High-level languages typically allow the programmers to dispense with worrying about deallocating memory when they're done using it. This automatic reclamation process is known as garbage collection. For most purposes, Perl uses a fast and simple, reference-based garbage collection system. One serious concern is that unreachable memory with a non-zero reference count will normally not get freed. Therefore, saying this is a bad idea:
{ # make $a and $b point to each other my($a, $b); $a = \$b; $b = \$a; }
or more simply:
{ # make $a point to itself my $a; $a = \$a; }
When a block is exited, its my variables are normally freed up. But their internal reference counts can never go to zero, because the variables point at each other or themselves. This is circular reference. No one outside the block can reach them, which makes them useless. But even though they should go away, they can't. When building recursive data structures, you'll have to break the self-reference yourself explicitly if you don't care to cause a memory leak.

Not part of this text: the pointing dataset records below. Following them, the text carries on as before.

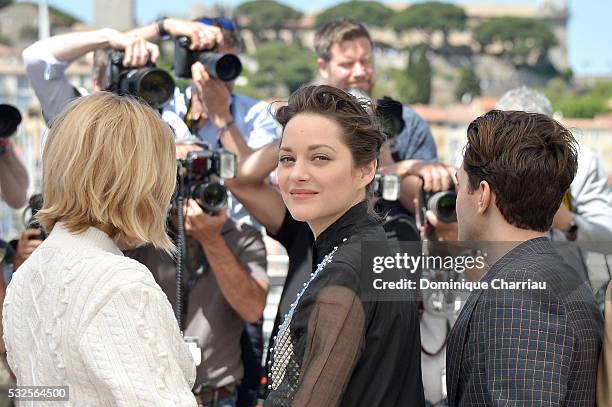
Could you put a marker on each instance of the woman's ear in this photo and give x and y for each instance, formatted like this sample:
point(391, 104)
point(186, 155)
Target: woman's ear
point(367, 172)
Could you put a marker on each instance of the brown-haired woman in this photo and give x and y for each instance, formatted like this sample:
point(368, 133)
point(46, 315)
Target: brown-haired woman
point(334, 347)
point(77, 312)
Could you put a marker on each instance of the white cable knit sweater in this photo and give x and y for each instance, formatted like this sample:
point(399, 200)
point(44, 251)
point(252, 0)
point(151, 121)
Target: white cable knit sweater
point(79, 313)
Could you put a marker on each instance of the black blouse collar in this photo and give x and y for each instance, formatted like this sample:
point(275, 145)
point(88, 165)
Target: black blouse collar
point(340, 230)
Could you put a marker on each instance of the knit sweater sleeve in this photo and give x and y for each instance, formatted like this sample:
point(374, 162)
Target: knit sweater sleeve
point(133, 351)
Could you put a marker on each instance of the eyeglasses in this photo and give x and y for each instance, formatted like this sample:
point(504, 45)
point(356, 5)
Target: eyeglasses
point(218, 21)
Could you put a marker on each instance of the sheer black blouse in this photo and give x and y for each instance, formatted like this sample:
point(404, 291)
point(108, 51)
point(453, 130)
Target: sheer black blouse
point(336, 347)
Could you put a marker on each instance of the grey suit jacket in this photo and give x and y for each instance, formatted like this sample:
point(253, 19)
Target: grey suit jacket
point(526, 347)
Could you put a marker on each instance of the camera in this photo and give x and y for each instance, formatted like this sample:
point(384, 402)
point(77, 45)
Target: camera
point(155, 86)
point(10, 118)
point(441, 203)
point(225, 67)
point(196, 174)
point(387, 186)
point(388, 112)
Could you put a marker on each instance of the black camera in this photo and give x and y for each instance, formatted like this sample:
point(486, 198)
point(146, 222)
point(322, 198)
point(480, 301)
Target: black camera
point(10, 118)
point(196, 175)
point(387, 186)
point(225, 67)
point(441, 203)
point(155, 86)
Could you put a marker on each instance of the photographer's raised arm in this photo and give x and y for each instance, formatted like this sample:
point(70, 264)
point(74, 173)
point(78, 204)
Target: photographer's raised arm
point(201, 36)
point(46, 60)
point(251, 188)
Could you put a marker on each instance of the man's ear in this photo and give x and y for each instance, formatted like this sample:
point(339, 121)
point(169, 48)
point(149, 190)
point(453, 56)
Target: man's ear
point(323, 65)
point(486, 197)
point(367, 173)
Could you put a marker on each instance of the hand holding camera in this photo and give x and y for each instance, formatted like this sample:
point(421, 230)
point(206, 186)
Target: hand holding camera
point(136, 51)
point(201, 36)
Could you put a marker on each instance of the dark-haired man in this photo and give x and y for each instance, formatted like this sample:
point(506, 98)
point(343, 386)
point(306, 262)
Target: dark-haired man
point(532, 338)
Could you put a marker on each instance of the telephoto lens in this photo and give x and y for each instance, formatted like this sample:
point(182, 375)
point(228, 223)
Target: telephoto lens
point(155, 86)
point(442, 204)
point(211, 196)
point(10, 118)
point(225, 67)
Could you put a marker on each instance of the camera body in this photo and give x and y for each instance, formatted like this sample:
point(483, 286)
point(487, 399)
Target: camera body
point(441, 203)
point(390, 115)
point(387, 186)
point(35, 203)
point(155, 86)
point(198, 172)
point(225, 67)
point(10, 118)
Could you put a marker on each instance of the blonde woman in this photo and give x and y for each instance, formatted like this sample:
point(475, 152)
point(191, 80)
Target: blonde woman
point(77, 312)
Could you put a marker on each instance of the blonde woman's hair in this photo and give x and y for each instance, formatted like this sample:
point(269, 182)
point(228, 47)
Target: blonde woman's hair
point(109, 162)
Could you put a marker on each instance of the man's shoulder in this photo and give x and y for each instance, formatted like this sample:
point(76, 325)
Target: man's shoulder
point(240, 234)
point(249, 102)
point(411, 116)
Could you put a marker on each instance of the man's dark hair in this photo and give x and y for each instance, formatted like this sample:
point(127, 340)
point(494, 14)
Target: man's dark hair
point(335, 32)
point(529, 161)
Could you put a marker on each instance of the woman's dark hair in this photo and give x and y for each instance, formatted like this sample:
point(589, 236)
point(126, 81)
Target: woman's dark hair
point(360, 131)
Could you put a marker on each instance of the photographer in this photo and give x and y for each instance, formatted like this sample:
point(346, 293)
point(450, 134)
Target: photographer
point(224, 285)
point(345, 60)
point(220, 117)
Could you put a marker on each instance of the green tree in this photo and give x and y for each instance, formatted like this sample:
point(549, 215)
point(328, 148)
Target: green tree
point(367, 12)
point(469, 83)
point(267, 14)
point(297, 66)
point(518, 36)
point(414, 85)
point(4, 40)
point(430, 17)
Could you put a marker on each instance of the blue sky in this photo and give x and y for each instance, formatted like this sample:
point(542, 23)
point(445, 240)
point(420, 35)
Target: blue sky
point(589, 40)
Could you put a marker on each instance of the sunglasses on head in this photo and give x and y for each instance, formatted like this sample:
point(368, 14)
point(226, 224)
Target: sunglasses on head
point(219, 21)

For example, here's a self-referential node such as one might use in a sophisticated tree structure:
sub new_node { my $self = shift; my $class = ref($self) || $self; my $node = {}; $node->{LEFT} = $node->{RIGHT} = $node; $node->{DATA} = [ @_ ]; return bless $node, $class; }
If you create nodes like this, they (currently)[15] won't ever go away unless you break the circular references yourself.

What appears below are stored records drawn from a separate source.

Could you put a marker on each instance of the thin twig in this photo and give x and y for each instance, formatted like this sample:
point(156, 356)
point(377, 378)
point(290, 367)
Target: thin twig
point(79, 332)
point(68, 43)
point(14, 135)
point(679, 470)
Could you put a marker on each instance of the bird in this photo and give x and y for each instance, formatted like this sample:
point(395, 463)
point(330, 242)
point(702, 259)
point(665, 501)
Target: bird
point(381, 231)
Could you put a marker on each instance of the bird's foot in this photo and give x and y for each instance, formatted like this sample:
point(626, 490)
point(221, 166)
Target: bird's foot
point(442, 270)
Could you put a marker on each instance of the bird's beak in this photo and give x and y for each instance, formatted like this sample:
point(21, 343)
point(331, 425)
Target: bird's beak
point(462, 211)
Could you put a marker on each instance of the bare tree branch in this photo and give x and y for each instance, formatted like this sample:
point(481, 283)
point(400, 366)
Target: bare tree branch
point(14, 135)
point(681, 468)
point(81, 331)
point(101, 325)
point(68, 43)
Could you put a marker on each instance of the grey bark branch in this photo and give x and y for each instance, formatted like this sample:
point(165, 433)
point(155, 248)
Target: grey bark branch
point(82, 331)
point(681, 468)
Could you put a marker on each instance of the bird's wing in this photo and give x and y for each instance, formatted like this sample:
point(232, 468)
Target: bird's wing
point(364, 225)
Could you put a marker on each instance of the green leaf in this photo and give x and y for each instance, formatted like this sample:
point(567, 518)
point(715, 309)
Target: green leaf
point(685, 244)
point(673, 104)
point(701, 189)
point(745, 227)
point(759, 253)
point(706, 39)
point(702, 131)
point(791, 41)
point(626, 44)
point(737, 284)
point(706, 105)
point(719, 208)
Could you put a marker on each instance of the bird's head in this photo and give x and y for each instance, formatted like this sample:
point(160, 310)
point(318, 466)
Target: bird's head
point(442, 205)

[15] In other words, this behavior is not to be construed as a feature, and you shouldn't depend on it. Someday, Perl may have a full mark-and-sweep style garbage collection as in Lisp or Scheme. If that happens, it will properly clean up memory lost to unreachable circular data.
Well, almost never.
When an interpreter thread finally shuts down (usually when your program exits), then a complete pass of garbage collection is performed, and everything allocated by that thread gets destroyed. This is essential to support Perl as an embedded or a multithreadable language. When a thread shuts down, all its objects must be properly destructed, and all its memory has to be reclaimed. The following program demonstrates Perl's multi-phased garbage collection:
#!/usr/bin/perl package Subtle; sub new { my $test; $test = \$test; # Create a self-reference. warn "CREATING " . \$test; return bless \$test; } sub DESTROY { my $self = shift; warn "DESTROYING $self"; } package main; warn "starting program"; { my $a = Subtle->new; my $b = Subtle->new; $$a = 0; # Break this self-reference, but not the other. warn "leaving block"; } warn "just exited block"; warn "time to die..."; exit;
When run as /tmp/try, the following output is produced:
starting program at /tmp/try line 18. CREATING SCALAR(0x8e5b8) at /tmp/try line 7. CREATING SCALAR(0x8e57c) at /tmp/try line 7. leaving block at /tmp/try line 23. DESTROYING Subtle=SCALAR(0x8e5b8) at /tmp/try line 13. just exited block at /tmp/try line 26. time to die... at /tmp/try line 27. DESTROYING Subtle=SCALAR(0x8e57c) during global destruction.
Notice that "global destruction" in the last line? That's the thread garbage collector reaching the unreachable.
Objects are always destructed even when regular references aren't, and in fact
are destructed in a separate pass before ordinary references. This is an
attempt to prevent object destructors from using references that have
themselves been destructed. Plain references are (currently) only garbage
collected if the "destruct level" is greater than 0, which is usually only
true when Perl is invoked as an embedded interpreter. You can test the
higher levels of global destruction in the regular Perl executable by
setting the PERL_DESTRUCT_LEVEL
environment variable (presuming the
-DDEBUGGING
option was enabled at Perl build time).